Regulatory Thicket Gets Even Thicker for Banks

Unobtrusive until now, a set of unrelated security requirements is about to become pretty unpopular, and costly.

The new directives include a regulation on tracking cookies from the European Union; Securities and Exchange Commission guidance on the need for banks to cover cybersecurity and risk issues in their quarterly reports; and acknowledgement from the Federal Deposit Insurance Corporation that bank issuers should comply with Payment Card Industry standards created by MasterCard (MA), Visa (NYSE:V) and the other card brands.

Bankers take issue with the PCI mandate in particular. The PCI data security standard was designed to protect card data at any organization that handles it, and the industry's enforcement of it has focused primarily on merchants, not banks. For a large bank, the cost of becoming PCI-compliant and then to validate that status could cost hundreds of thousands to millions of dollars, says Avivah Litan, a vice president and distinguished analyst at Gartner.

First State Bank of Barboursville, W.Va., issues credit cards, but it does not process or store the data. Applying a specific security standard to the bank's payment card silo makes no sense, it says. "PCI is prescriptive and sets a minimum level of security, but it does not protect the banks long term," says Sam Vallandingham, the chief information officer and vice president of First State Bank.

Banks generally have security procedures in place across the enterprise that are much stronger than an industry standard primarily geared to merchants, Vallandingham says.

The FDIC does not enforce PCI as a law or regulation, it said in an email where it also noted that PCI is a self-regulatory framework. But it said PCI's "requirements for protecting sensitive consumer/customer information are consistent with the requirements of the (Gramm-Leach-Bliley Act) GLBA 501(b) Information Security Standards, for which the FDIC is responsible."

In a Jan. 31 letter, the FDIC laid out its expectations when it comes to relationships banks have with credit card processors — but it did not mention PCI.

"No one is enforcing PCI at the banks, but they are expected to be compliant, and some examiners think they should enforce it," Litan says.

Generally speaking, the card brands expect only banks or bank processors that connect directly to their transaction networks to validate compliance. Though all parties that partake in card transactions are expected to be compliant, actions are rarely taken against issuing banks, experts say.

However, requiring issuers to be PCI-compliant might help, because the standards have reduced total card fraud, experts say.

"This is taking best practices for one industry and leveraging it across the broader banking spectrum," says Julie Conroy McNelley, a senior analyst and fraud expert for Aite Group.

A Visa spokeswoman declined to comment due to the lack of official written guidance from the FDIC on PCI.

A MasterCard representative wrote in an email that "MasterCard continuously monitors its rules and guidelines related to PCI and other industry standards."

"Should federal regulations require MasterCard to revise its rules or standards it would do so accordingly," the representative wrote.

While the FDIC has been discreet about the need for banks to be PCI-compliant, the SEC has been explicit about what it expects from banks when it comes to discussing cybersecurity and risk in quarterly filings.

A disclosure item from October says banks should, among other things, describe "cyber incidents experienced by the registrant that are individually, or in the aggregate, material, including a description of the costs and other consequences," as well as "risks related to cyber incidents that may remain undetected for an extended period."

This raises questions about how much to report and when to report it, particularly if a bank is in the middle of its own investigation of a cyber break-in.

"The most significant impact of this guidance is that it takes cybersecurity, which is traditionally viewed as an IT or CIO issue, and makes it a boardroom issue," says Gerald J. Ferguson, national co-leader of Baker Hostetler's privacy, security and social media team in New York.

In Europe, regulators are moving on other fronts.
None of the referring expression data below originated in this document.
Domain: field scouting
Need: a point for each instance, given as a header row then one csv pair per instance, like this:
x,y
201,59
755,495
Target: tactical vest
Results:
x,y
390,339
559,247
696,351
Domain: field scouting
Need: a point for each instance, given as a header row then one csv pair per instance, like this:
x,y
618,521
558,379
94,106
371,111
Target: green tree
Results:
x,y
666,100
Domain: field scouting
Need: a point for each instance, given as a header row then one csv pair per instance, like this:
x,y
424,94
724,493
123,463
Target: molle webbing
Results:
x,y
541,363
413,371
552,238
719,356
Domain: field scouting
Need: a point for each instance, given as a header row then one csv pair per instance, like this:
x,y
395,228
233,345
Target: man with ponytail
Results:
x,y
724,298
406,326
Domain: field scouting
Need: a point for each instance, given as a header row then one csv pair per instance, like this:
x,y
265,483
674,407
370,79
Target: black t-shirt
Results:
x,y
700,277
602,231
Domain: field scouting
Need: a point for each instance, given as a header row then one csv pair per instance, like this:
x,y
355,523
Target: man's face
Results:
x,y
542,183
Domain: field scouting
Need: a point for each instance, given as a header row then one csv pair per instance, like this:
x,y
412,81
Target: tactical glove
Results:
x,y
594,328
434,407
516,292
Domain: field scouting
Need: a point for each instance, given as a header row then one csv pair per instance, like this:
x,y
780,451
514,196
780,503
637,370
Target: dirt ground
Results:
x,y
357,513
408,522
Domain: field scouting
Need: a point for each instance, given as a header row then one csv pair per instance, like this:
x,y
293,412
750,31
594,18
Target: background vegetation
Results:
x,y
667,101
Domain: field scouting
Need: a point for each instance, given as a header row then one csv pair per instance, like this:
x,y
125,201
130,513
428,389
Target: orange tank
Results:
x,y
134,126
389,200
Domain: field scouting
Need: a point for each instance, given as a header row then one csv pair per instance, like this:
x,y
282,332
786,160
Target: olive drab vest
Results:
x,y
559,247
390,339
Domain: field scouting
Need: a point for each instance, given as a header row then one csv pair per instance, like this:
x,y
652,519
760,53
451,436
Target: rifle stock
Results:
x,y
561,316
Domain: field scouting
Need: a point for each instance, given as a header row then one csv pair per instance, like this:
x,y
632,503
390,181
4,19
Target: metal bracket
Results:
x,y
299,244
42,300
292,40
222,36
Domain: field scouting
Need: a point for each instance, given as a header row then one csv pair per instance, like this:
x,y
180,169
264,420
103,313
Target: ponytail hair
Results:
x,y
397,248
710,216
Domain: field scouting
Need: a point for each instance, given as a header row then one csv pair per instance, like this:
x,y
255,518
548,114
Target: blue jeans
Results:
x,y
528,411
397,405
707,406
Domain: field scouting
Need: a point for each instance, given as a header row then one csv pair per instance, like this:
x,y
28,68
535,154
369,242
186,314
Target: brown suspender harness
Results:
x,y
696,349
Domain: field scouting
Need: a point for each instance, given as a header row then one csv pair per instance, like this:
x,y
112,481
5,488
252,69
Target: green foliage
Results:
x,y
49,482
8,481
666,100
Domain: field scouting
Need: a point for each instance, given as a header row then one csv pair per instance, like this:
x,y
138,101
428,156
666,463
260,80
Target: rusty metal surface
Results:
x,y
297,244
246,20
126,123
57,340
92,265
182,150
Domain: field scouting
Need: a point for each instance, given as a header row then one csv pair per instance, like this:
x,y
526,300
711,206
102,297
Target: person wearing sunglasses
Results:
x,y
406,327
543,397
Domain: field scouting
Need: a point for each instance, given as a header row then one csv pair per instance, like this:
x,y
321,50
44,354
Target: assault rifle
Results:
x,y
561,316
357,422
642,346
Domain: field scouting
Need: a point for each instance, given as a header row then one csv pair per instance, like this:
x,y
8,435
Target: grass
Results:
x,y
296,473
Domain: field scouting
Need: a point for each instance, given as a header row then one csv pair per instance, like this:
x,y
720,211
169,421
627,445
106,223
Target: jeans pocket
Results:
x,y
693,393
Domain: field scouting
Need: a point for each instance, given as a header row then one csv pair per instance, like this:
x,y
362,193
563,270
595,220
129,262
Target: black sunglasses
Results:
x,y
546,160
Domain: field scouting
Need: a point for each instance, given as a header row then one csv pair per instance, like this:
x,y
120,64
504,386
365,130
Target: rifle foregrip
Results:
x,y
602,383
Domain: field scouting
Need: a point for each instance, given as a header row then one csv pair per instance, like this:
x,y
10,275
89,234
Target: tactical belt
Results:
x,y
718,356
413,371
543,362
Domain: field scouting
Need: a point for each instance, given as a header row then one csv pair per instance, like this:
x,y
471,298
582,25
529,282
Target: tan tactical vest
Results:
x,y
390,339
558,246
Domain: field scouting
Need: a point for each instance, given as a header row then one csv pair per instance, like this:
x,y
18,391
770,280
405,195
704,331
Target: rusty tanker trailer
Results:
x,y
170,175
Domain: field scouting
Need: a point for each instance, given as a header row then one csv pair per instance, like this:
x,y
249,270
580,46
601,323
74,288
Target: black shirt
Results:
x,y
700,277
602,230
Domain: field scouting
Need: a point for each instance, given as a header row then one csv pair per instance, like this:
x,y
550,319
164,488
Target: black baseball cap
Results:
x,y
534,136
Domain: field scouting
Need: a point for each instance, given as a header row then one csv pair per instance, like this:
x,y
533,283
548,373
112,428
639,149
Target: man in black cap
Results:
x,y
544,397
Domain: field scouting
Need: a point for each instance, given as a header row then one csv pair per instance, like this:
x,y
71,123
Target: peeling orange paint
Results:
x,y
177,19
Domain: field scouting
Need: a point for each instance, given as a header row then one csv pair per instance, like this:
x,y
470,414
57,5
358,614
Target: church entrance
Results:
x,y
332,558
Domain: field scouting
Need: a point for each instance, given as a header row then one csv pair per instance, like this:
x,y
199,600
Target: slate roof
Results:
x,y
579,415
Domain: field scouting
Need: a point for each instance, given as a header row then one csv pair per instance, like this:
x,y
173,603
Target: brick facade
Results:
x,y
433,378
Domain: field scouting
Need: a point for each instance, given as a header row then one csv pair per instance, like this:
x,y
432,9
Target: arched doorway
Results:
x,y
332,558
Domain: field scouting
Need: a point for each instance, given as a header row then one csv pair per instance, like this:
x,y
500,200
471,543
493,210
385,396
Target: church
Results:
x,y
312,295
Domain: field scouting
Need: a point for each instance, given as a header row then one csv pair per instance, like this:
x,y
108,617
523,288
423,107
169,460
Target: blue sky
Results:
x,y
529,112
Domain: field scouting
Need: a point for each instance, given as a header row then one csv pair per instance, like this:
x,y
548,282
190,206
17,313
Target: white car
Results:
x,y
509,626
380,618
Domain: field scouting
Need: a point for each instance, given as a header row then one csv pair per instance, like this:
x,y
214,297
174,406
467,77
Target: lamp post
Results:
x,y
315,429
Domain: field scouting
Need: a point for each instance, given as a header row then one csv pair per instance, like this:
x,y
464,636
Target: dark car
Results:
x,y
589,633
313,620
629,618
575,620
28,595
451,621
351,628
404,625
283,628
A European Union electronic privacy directive that went into effect last year requires banks that do business overseas to notify their online banking customers about their use of tracking cookies. Banks must explicitly ask their customers to opt into receiving cookies.

Enforcement will start in late May, Ferguson says.

"The EU authorities are taking the position that if you are placing code on the browser of the user located in Europe, you have given them jurisdictional" authority, Ferguson says.

Besides being a hassle, requiring an opt-in might create security issues, experts say.

One of the biggest benefits of using cookies is in security, she says. Cookies assist with device detection, a valuable component in the fight against fraud.

Banks "will have to give every consumer a way to choose, and explain the value of the tracking, and that is not always easy to do," McNelley says.

American Banker contacted nearly half a dozen of the largest U.S. banks that either do business in the EU or file quarterly disclosures. They did not make anyone available to comment.